Is Your BDC's Distribution Yield Reliable?
Looking Past Distributions to Find True Cash Flow
BDC distribution yields are difficult to ignore - but it’s not the best measure of a fund’s strength. They often stand tall with a double-digit return promoted conspicuously by the fund. But there’s a catch: that distribution yield could be more vulnerable than you think unless you know what to look for. True strength lies in the cash flow and net investment income (NII) that sustain it.
Before you place that buy order for your next BDC let’s dive in and open the hood to see what’s really funding those payouts. Read this on a high-level overview of five key categories for screening BDCs:
Dividends and Distributions
Below is the chart from Blue Owl’s quarterly earnings deck. This particular security, OBDC, throws off a distribution yield of 11%:
I’d like to draw your attention to two matters:
Dividends:
Dividend - a term used to describe fund payouts - has a particular connotation that the payout comes from the company’s profits. This isn’t always the case.Instead, I strongly prefer replacing dividend with the term “distribution”. That’s what it is, right? A company distributes funds to its investors from various sources, but it’s not necessarily a dividend. I would argue that investing is 90% psychological, so keep the research on your own terms rather than absorb the marketing material presented to you at face value.
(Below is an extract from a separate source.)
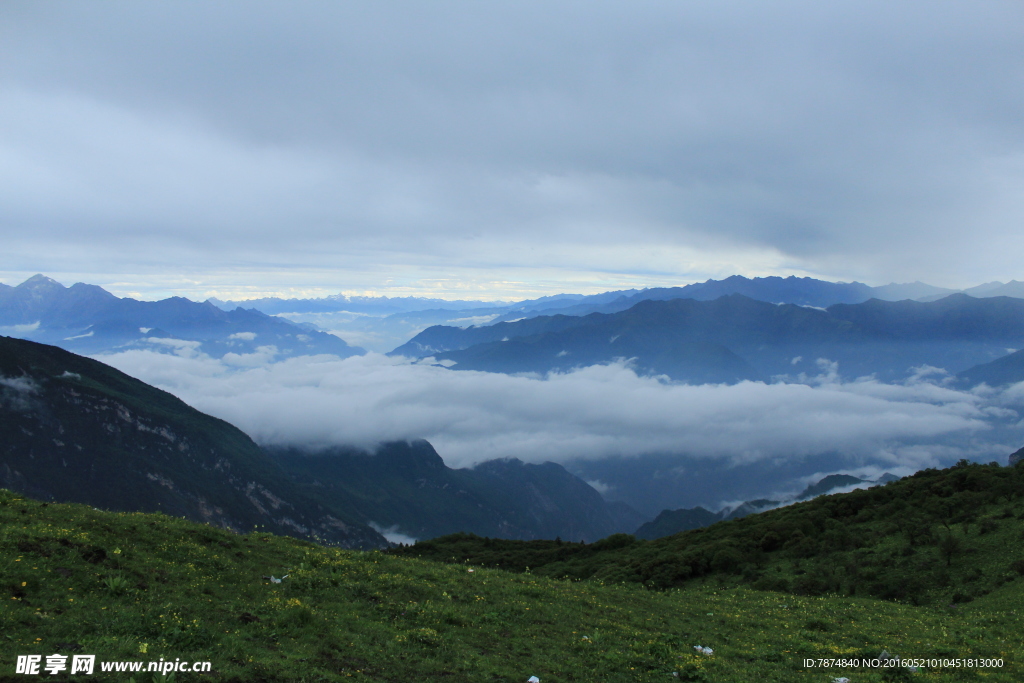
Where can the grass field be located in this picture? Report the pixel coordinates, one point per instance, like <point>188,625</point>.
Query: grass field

Supplemental Distributions:
Note Blue Owls’ supplemental distribution, which you can see Blue Owl highlight in light blue in the chart above: it’s not a one-time occurrence. When such “supplemental distributions” are regular and recurring, they should be included in the coverage ratios. OBDC is not unique, by the way: each BDC in the industry issues a supplemental distribution for any additional income above a certain threshold.
IMPORTANT:
The data we analyze and provide to you will always include supplementary distributions in the coverage ratios when deemed regular and recurring. BDCs have set the precedent and income investors come to expect this. Unfortunately, BDC reporting doesn’t typically include supplemental distributions in the denominator of their coverage ratios.
Incorporate the term distribution rather than dividend into your analysis.
Remember that BDCs have to distribute 90% of their income. Some BDCs accrue material portions of the net investment income, with the expectation that it will receive the interest in cash from the borrower in the future. This can create some interesting dynamics as I’ll discuss later in the article.